Ops, ne ho dette undici, mi dispiace!

Qual è il filo rosso che unisce questi brani?

Senza addentrarci in un’analisi filologica dei testi delle canzoni, che ritengo alquanto superflua, credo che l’unico filo rosso possibile sia io: le mie speranze, le mie paure, i miei ideali, le mie cadute, i miei sogni. Tutto quello che mi porto stretto nella mente e nel cuore e che alle volte difficilmente riesco a tirar fuori. I testi tra di loro non hanno un reale filo conduttore unitario, sostanzialmente siamo noi che glielo diamo così come quando ciascuno di noi dà un proprio senso e una propria interpretazione a un quadro di Chagall per esempio.

Ti sei laureato in filologia moderna, hai una base di studi molto classica. Questa tua indole in bilico nel tempo, tra l’antico e contemporaneo, come la coniughi nella tua attività teatrale?

Alla base di tutto ritengo che lo studio e l’approfondimento del mondo classico siano i fondamentali per aprire gli occhi sul mondo in maniera diversa e poi provare a raccontarlo. Prova a immaginare quanto possa essere oggi di una imbarazzante attualità l’Antigone di Sofocle: il rapporto tra leggi codificate ed etica. Il teatro per me è proprio questo, un incredibile contenitore a cavallo tra passato e contemporaneo, con tematiche costanti, eterne, ripetute e modificate nel tempo e nei secoli in relazione alle diverse atmosfere. Quello di cui parliamo oggi in realtà era già stato analizzato, approfondito ed in parte raccontato già nel mondo classico.

Eccoci: Nichilismi e Fashion -Week come sintetizza la tua esperienza di vita?

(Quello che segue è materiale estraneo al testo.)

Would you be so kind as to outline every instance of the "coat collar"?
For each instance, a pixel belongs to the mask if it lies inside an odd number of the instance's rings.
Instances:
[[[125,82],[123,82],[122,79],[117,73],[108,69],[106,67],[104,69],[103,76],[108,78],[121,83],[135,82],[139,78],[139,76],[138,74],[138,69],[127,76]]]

Da che urgenza comunicativa è nata l’opera?

Nichilismi e Fashion -Week sintetizza pienamente il mio lavoro, a partire dal titolo e dal genere, quello del Teatro-canzone; è il mio sguardo sul mondo di oggi e su certe dinamiche giovanili, che attenzione, a volte mi appartengono pienamente e sulle quali provo a giocare con una forte dose di autoironia. Nel contempo però è anche un’analisi urlata di certi meccanismi, di certi alibi dietro ai quali ci nascondiamo troppo spesso e che denotano una fortissima mancanza di responsabilità e di senso di sacrificio al quale siamo troppo spesso abituati: insomma una mancanza di ideali e un costante senso di precarietà. Non ho assolutamente una ricetta risolutiva a tutto ciò, provo a dipingere con dei flash immediati, mode, massificazioni, abitudini che alla fine ti fanno anche sorridere.

Ora giochiamo un po’. Immaginati regista, dimmi qual è la tua tripletta teatrale ideale e perché.

Innanzitutto ho ancora tanto da studiare, da capire, da migliorare per dirigere me stesso e per propormi al pubblico. Trovo assolutamente geniale Neri Marcorè nella sua “normalità” e nella sua complessa semplicità. Ammiro enormemente Fabrizio Gifuni e la sua raffinata intellettualità, e infine Nando Paone, per la sua straordinaria maschera facciale e la capacità di unire in questa maschera comico e tragico.

Ringraziando Giacomo per il piacevole pomeriggio, gli auguro di cuore un enorme in bocca al lupo!